White sponge nevus is an autosomal dominant skin disorder characterized by white, irregular, diffuse plaques mainly affecting the oral mucosa. Histological findings of white sponge nevus are characteristic but not pathognomonic. We report a case of an oral white sponge nevus in a 6-year-old girl, which poses a problem in differential diagnosis with oral candidiasis. No treatment was performed because of the benign and asymptomatic nature of the lesions.

1. Background

White sponge nevus is a rare hereditary mucosal disorder characterized by asymptomatic spongy white plaques that affect oral mucosa and less frequently nasal, esophageal, rectal, and genial mucosa. Oral white sponge nevus appears as white or gray diffuse plaques thickened with multiple furrows and spongy texture located onbuccal, labial, gingival mucosa and floor of the mouth [1].

2. Case Report

A 6-year-old girl without any parental consanguinity, presented to our Department of Dermatology with chronic white lesions of oral mucosa that appear at the age of 2 years according to her mother. She was treated as mucosal candidiasis for more than 3 years without any result. There were no other family members affected by similar lesions. The lesions were asymptomatic except of some episodic burning sensations when eating acid or spicy food.

Cutaneous examination showed white irregular plaques with well-defined borders and symmetric distribution on the buccal mucosa (Figure 1). There was no associated erythema, and the plaques did not scrape off when using a tongue blade. There were no similar lesions elsewhere on the other mucosae. Histopathological examination showed superficial parakeratosis, acanthosis, and spongiosis with perinuclear eosinophilic condensation of epithelial cells. A minimal lymphocytic infiltration was present in the stroma. PAS coloration was negative. These features were characteristic of oral white sponge nevus. The genetic study was not performed.

Because of the benign and asymptomatic nature of the lesions, no medication was performed and the fungal treatment was stopped.

3. Discussion

White sponge nevus is an autosomal dominant genodermatosis that is often manifested in early childhood and showed no gender preference [2]. In our case, the lesions appear at the age of 2 years and were treated as oral candidiasis for many years.

The autosomal dominant characteristic of white sponge nevus shows irregular penetrance and variable expressivity in the same family. In our case, no similar lesions were found in parents or in siblings. The mutations concern the Keratin 4 or Keratin 13 genes, encoding mucosa-specific keratin intermediate filament proteins Keratin 4 and Keratin 13, “respectively,” that are important for the assembly of keratin filaments [3, 4]. Liu et al. have recently compared sporadic and familial cases of white sponge nevus and concluded that only one of the five sporadic cases had keratin mutation [5]. The present case is probably sporadic without any similar familial cases especially in parents and siblings.

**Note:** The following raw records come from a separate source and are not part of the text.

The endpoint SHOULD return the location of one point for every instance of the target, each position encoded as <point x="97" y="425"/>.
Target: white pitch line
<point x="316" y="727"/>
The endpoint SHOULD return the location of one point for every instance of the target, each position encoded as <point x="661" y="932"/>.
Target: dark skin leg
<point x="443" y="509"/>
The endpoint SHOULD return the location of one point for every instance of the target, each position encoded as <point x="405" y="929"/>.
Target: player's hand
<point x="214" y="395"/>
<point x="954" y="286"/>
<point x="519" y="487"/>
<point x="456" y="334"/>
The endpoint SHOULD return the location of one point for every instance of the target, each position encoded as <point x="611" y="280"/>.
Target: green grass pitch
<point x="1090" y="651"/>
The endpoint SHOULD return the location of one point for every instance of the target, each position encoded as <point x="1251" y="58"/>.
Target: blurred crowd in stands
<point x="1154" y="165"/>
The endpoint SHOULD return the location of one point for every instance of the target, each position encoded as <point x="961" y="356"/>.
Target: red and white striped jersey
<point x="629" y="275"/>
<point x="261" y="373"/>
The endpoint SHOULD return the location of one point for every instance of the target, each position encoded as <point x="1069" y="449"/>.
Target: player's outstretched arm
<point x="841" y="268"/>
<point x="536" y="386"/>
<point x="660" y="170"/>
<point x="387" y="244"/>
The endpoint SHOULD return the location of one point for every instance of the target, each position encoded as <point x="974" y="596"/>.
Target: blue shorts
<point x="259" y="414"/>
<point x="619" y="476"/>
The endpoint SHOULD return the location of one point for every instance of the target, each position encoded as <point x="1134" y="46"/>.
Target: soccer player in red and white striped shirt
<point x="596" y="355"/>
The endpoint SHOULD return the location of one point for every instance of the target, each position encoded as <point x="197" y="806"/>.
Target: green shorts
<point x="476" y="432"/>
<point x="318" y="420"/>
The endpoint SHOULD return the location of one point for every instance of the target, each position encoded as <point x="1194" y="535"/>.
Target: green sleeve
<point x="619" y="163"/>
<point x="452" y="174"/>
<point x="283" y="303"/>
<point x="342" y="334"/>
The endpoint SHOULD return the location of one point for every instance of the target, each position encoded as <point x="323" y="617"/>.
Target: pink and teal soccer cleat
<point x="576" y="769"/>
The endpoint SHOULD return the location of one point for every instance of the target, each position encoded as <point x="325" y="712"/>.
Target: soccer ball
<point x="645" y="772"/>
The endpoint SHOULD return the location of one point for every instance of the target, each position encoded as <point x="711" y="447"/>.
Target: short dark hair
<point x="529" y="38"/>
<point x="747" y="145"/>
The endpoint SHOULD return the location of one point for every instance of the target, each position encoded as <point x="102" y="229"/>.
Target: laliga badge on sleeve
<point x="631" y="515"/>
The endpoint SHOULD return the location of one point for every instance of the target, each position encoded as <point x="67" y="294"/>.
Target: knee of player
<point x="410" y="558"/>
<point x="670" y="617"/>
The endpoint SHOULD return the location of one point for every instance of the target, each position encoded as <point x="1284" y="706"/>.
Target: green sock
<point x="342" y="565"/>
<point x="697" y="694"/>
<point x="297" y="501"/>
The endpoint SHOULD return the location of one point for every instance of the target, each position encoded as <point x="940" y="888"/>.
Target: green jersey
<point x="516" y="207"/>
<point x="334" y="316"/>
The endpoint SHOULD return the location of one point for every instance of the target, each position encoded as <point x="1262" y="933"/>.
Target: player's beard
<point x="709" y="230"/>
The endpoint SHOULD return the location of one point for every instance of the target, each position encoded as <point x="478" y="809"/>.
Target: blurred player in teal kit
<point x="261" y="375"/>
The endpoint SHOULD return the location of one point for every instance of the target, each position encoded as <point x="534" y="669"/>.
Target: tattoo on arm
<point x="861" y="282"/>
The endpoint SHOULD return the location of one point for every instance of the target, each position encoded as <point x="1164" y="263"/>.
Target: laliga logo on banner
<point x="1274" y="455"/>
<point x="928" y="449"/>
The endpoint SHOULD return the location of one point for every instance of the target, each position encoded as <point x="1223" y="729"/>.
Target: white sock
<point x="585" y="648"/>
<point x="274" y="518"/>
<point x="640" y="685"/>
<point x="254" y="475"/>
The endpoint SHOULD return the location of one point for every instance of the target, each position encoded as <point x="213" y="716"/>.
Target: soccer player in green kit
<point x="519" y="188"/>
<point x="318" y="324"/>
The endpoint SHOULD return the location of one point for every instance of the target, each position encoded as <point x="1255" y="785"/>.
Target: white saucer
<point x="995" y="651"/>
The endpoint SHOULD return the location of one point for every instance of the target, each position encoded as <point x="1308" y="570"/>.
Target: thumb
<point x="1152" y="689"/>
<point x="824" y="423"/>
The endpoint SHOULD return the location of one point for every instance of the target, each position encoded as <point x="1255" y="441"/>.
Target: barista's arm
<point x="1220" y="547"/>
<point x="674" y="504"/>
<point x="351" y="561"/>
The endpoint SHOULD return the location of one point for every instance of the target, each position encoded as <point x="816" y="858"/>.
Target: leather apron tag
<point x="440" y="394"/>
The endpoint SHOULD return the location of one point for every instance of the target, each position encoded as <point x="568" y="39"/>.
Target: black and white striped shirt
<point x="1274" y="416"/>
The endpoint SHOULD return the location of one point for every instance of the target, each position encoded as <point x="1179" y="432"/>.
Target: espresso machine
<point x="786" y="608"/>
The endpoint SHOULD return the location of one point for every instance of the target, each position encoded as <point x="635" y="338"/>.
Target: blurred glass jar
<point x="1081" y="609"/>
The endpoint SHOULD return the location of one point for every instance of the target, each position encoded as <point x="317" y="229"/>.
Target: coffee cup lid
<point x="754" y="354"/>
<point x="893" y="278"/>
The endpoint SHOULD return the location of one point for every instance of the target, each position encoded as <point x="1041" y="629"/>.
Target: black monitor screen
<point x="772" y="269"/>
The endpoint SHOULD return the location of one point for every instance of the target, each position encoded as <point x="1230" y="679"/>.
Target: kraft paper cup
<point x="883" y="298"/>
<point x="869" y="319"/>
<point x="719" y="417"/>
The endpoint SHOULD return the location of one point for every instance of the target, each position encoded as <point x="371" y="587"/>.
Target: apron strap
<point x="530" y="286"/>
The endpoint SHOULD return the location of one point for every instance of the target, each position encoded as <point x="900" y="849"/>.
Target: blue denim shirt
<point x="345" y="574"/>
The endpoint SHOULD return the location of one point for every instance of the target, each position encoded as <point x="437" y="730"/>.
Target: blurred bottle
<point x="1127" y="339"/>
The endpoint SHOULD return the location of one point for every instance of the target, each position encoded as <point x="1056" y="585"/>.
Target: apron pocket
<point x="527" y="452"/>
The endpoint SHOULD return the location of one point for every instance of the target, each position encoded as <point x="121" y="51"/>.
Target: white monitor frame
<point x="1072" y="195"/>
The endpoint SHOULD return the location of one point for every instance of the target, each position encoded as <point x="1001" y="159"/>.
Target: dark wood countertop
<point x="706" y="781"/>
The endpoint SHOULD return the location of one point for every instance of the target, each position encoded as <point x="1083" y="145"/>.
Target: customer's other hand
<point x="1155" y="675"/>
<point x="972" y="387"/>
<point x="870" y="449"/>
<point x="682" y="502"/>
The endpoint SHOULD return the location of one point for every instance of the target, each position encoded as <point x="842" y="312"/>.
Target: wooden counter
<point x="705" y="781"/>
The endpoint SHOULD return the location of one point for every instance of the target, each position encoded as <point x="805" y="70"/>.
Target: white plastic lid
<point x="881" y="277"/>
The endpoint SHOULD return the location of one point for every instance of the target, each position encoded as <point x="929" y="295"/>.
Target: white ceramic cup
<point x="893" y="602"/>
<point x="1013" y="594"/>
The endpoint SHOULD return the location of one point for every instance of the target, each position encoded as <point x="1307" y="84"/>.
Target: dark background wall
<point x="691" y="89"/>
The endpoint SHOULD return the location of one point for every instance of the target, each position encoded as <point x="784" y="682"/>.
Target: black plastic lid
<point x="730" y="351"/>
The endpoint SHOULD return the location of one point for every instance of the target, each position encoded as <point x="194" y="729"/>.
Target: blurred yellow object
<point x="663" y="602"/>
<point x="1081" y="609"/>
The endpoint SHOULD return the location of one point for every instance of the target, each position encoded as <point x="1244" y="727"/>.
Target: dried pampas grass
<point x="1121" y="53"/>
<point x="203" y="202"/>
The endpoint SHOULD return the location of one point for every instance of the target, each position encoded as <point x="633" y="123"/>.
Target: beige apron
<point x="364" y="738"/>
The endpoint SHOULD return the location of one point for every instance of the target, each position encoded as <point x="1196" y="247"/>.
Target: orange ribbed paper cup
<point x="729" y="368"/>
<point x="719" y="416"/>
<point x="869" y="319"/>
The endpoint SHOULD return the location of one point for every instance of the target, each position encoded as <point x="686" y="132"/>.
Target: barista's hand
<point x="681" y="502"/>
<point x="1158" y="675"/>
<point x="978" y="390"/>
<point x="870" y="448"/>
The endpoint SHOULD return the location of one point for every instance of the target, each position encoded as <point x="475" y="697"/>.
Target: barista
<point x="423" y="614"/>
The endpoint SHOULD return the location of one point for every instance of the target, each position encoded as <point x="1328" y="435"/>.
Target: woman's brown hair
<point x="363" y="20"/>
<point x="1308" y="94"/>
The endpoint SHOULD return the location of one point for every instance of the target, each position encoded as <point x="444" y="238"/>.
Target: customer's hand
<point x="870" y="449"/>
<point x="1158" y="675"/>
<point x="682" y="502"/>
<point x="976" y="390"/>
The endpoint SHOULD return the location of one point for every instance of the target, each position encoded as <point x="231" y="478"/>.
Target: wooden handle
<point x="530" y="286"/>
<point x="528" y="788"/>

The lesions are seen usually in oral mucosa bilaterally as symmetrical, thickened, white, velvety, diffuse plaques that affect the buccal mucosa as observed in our case. The affected mucosa appears folded with a soft or spongy texture [6]. The less common intraoral location of white sponge nevus includes the tongue, labial mucosa, soft palate, alveolar mucosa, and floor of the mouth [7].

The differential diagnosis of oral white sponge nevus in childhood is made with other conditions presenting as white lesions on the oral mucosa [8]. These include other congenital disorders such as leukoedema, follicular keratosis, dyskeratosis congenita, hereditary benign intraepithelial dyskeratosis, and oral lesions of pachyonychia congenita and Darier disease. The acquired conditions include focal epithelial hyperplasia and oral florid papillomatosis associated with human papillomavirus. Oral candidiasis is difficult to differentiate from an oral white sponge nevus. This diagnosis is excluded by fungal examination and responsiveness to antifungal agents. Oral lichen planus may also be confused with an oral white sponge nevus, but this disorder is less common in young people [8].

The histological findings are characteristic of white sponge nevus. The histological features include acanthosis, hyperparakeratosis, and vacuolization of keratinocytes with a characteristic perinuclear eosinophilic condensation which is not necessarily pathognomonic [9].

Malignant transformation of a white sponge nevus is exceptional. Downham and Plezia reported the occurrence of an oral squamous-cell carcinoma within a white sponge nevus. This malignant transformation might be induced by chronic prednisone use, and no other similar cases were reported [10].

There is no treatment required in case of asymptomatic oral white sponge nevus. Various molecules were tested to reduce the clinical presentation of the white sponge nevus. These include beta-carotene, antibiotics (penicillin, azithromycin, etc.), antihistamines, local applications of retinoic acid, tetracycline mouth rinses, surgical resection, and laser ablation, but without any success [9].

In conclusion, our case illustrates the rarity of the oral white sponge nevus and its resemblance with other diagnoses more common in the oral cavity. The diagnosis of oral white sponge nevus should be established earlier by physicians to avoid unnecessary treatment.

Conflicts of Interest

The authors declare that they have no conflicts of interest.